Sacks projected it will take until the first quarter of 2024, or a total recovery period of 15 quarters, for revenue to rebound to 2019’s high.
Again, by comparison, U.S. hotel revenue was able to climb back to its prior peak within just nine quarters during the Great Recession.
There is some optimism. Sacks said he believed U.S. hotels will recover around 81 percent of 2019’s demand levels and 68 percent of its revenue levels by the end of 2021.
“Kids aren’t going back to school, or [are doing so] virtually, and a lot of offices aren’t opening up, so there’s a lot more flexibility to extend the leisure travel season, and we can already see early telltale signs of that,” said Hilton Worldwide CEO Chris Nassetta during the company’s Q2 earnings call in early August. “It’s been very hard to get availability in certain locations in July and August, so it’s extending into September and maybe October.”

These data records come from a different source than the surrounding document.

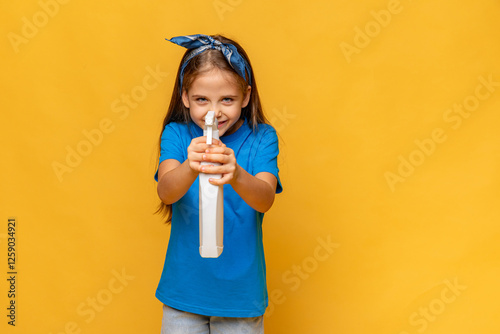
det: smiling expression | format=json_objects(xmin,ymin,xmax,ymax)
[{"xmin": 182, "ymin": 68, "xmax": 251, "ymax": 137}]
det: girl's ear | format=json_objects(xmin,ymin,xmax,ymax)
[
  {"xmin": 182, "ymin": 89, "xmax": 189, "ymax": 109},
  {"xmin": 241, "ymin": 86, "xmax": 252, "ymax": 108}
]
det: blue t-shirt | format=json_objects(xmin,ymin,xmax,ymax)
[{"xmin": 155, "ymin": 121, "xmax": 282, "ymax": 317}]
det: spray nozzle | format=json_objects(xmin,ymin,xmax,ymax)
[{"xmin": 205, "ymin": 110, "xmax": 219, "ymax": 145}]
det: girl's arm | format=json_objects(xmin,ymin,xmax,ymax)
[
  {"xmin": 201, "ymin": 144, "xmax": 278, "ymax": 213},
  {"xmin": 157, "ymin": 137, "xmax": 208, "ymax": 204},
  {"xmin": 230, "ymin": 165, "xmax": 278, "ymax": 213},
  {"xmin": 157, "ymin": 159, "xmax": 198, "ymax": 204}
]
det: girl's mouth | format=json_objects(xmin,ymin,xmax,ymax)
[{"xmin": 217, "ymin": 120, "xmax": 227, "ymax": 129}]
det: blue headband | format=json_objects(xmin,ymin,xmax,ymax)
[{"xmin": 165, "ymin": 35, "xmax": 251, "ymax": 93}]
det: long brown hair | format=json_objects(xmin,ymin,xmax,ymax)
[{"xmin": 155, "ymin": 35, "xmax": 269, "ymax": 223}]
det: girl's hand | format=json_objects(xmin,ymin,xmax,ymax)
[
  {"xmin": 200, "ymin": 139, "xmax": 239, "ymax": 186},
  {"xmin": 187, "ymin": 136, "xmax": 222, "ymax": 173}
]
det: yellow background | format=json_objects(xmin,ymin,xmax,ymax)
[{"xmin": 0, "ymin": 0, "xmax": 500, "ymax": 334}]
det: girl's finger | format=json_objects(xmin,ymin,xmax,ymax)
[{"xmin": 208, "ymin": 174, "xmax": 232, "ymax": 186}]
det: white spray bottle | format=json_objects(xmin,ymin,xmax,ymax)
[{"xmin": 199, "ymin": 111, "xmax": 224, "ymax": 258}]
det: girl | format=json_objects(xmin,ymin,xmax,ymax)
[{"xmin": 155, "ymin": 35, "xmax": 282, "ymax": 334}]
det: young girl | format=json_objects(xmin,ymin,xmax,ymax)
[{"xmin": 155, "ymin": 35, "xmax": 282, "ymax": 334}]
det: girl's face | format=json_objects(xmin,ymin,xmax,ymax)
[{"xmin": 182, "ymin": 68, "xmax": 251, "ymax": 137}]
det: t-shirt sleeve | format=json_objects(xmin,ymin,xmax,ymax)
[
  {"xmin": 253, "ymin": 126, "xmax": 283, "ymax": 194},
  {"xmin": 155, "ymin": 123, "xmax": 186, "ymax": 182}
]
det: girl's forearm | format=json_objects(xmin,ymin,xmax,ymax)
[
  {"xmin": 157, "ymin": 160, "xmax": 198, "ymax": 204},
  {"xmin": 231, "ymin": 165, "xmax": 276, "ymax": 213}
]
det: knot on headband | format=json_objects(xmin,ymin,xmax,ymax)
[{"xmin": 165, "ymin": 34, "xmax": 251, "ymax": 92}]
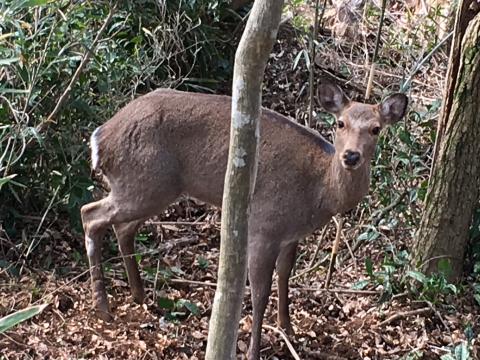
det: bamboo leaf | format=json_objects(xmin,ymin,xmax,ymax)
[{"xmin": 0, "ymin": 304, "xmax": 48, "ymax": 334}]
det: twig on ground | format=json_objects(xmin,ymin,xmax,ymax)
[
  {"xmin": 37, "ymin": 5, "xmax": 116, "ymax": 133},
  {"xmin": 308, "ymin": 351, "xmax": 348, "ymax": 360},
  {"xmin": 414, "ymin": 300, "xmax": 451, "ymax": 333},
  {"xmin": 294, "ymin": 287, "xmax": 381, "ymax": 296},
  {"xmin": 308, "ymin": 224, "xmax": 328, "ymax": 268},
  {"xmin": 290, "ymin": 255, "xmax": 328, "ymax": 280},
  {"xmin": 376, "ymin": 307, "xmax": 432, "ymax": 328},
  {"xmin": 262, "ymin": 325, "xmax": 300, "ymax": 360},
  {"xmin": 146, "ymin": 221, "xmax": 221, "ymax": 226}
]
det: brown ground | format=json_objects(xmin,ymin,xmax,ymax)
[{"xmin": 0, "ymin": 2, "xmax": 480, "ymax": 359}]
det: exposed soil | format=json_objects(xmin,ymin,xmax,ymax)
[{"xmin": 0, "ymin": 3, "xmax": 480, "ymax": 359}]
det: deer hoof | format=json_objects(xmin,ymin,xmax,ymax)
[
  {"xmin": 95, "ymin": 309, "xmax": 113, "ymax": 323},
  {"xmin": 278, "ymin": 321, "xmax": 295, "ymax": 336},
  {"xmin": 132, "ymin": 289, "xmax": 145, "ymax": 304}
]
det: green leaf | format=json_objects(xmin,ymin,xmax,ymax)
[
  {"xmin": 0, "ymin": 57, "xmax": 20, "ymax": 66},
  {"xmin": 197, "ymin": 256, "xmax": 209, "ymax": 269},
  {"xmin": 455, "ymin": 342, "xmax": 470, "ymax": 360},
  {"xmin": 365, "ymin": 257, "xmax": 373, "ymax": 277},
  {"xmin": 16, "ymin": 0, "xmax": 57, "ymax": 9},
  {"xmin": 0, "ymin": 304, "xmax": 48, "ymax": 334},
  {"xmin": 407, "ymin": 270, "xmax": 427, "ymax": 284},
  {"xmin": 437, "ymin": 259, "xmax": 452, "ymax": 277},
  {"xmin": 157, "ymin": 298, "xmax": 175, "ymax": 310},
  {"xmin": 0, "ymin": 174, "xmax": 17, "ymax": 190},
  {"xmin": 473, "ymin": 294, "xmax": 480, "ymax": 306},
  {"xmin": 0, "ymin": 87, "xmax": 28, "ymax": 94},
  {"xmin": 177, "ymin": 299, "xmax": 200, "ymax": 315},
  {"xmin": 352, "ymin": 280, "xmax": 370, "ymax": 290},
  {"xmin": 440, "ymin": 354, "xmax": 456, "ymax": 360}
]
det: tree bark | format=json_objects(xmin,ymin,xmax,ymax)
[
  {"xmin": 414, "ymin": 0, "xmax": 480, "ymax": 281},
  {"xmin": 205, "ymin": 0, "xmax": 283, "ymax": 360}
]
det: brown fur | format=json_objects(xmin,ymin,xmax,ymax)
[{"xmin": 82, "ymin": 84, "xmax": 406, "ymax": 359}]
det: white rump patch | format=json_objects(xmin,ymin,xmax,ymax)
[
  {"xmin": 85, "ymin": 236, "xmax": 95, "ymax": 257},
  {"xmin": 90, "ymin": 127, "xmax": 100, "ymax": 170}
]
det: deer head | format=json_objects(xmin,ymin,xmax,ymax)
[{"xmin": 318, "ymin": 82, "xmax": 408, "ymax": 171}]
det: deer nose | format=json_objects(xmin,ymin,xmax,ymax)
[{"xmin": 343, "ymin": 150, "xmax": 360, "ymax": 166}]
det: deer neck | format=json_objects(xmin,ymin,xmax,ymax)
[{"xmin": 326, "ymin": 153, "xmax": 370, "ymax": 214}]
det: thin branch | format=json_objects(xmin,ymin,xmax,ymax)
[
  {"xmin": 325, "ymin": 216, "xmax": 343, "ymax": 289},
  {"xmin": 376, "ymin": 307, "xmax": 432, "ymax": 327},
  {"xmin": 365, "ymin": 0, "xmax": 387, "ymax": 99},
  {"xmin": 37, "ymin": 5, "xmax": 115, "ymax": 132},
  {"xmin": 262, "ymin": 325, "xmax": 300, "ymax": 360}
]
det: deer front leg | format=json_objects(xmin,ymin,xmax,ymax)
[
  {"xmin": 81, "ymin": 199, "xmax": 112, "ymax": 321},
  {"xmin": 248, "ymin": 237, "xmax": 278, "ymax": 360},
  {"xmin": 113, "ymin": 220, "xmax": 145, "ymax": 304},
  {"xmin": 277, "ymin": 241, "xmax": 298, "ymax": 335}
]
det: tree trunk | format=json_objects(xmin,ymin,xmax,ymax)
[
  {"xmin": 205, "ymin": 0, "xmax": 283, "ymax": 360},
  {"xmin": 414, "ymin": 0, "xmax": 480, "ymax": 280}
]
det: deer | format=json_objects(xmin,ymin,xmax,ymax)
[{"xmin": 81, "ymin": 81, "xmax": 408, "ymax": 360}]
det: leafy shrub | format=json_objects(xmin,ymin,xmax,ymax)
[{"xmin": 0, "ymin": 0, "xmax": 239, "ymax": 245}]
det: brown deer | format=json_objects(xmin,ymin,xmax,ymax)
[{"xmin": 81, "ymin": 83, "xmax": 408, "ymax": 360}]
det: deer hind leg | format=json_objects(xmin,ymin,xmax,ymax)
[
  {"xmin": 113, "ymin": 220, "xmax": 145, "ymax": 304},
  {"xmin": 81, "ymin": 196, "xmax": 118, "ymax": 321},
  {"xmin": 248, "ymin": 238, "xmax": 278, "ymax": 360},
  {"xmin": 81, "ymin": 188, "xmax": 180, "ymax": 321},
  {"xmin": 277, "ymin": 241, "xmax": 298, "ymax": 335}
]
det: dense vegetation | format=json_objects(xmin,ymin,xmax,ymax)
[
  {"xmin": 0, "ymin": 0, "xmax": 241, "ymax": 237},
  {"xmin": 0, "ymin": 0, "xmax": 480, "ymax": 359}
]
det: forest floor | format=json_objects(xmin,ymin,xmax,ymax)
[{"xmin": 0, "ymin": 3, "xmax": 480, "ymax": 360}]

Still, STR and Tourism Economics were forced to downgrade their U.S. hotel performance forecast for the year. They project that nationwide RevPAR will decline 52.3 percent for 2020, while average daily rate and occupancy will slip 20.9 percent and 39.7 percent, respectively.
“It is slightly worse than what we had forecast at the end of June,” said STR president Amanda Hite. “And that’s really around demand. We went into this thinking we’d see some small meetings and corporate travel happening at the end of the third quarter and fourth quarter of this year. And that’s not what we’re anticipating now.”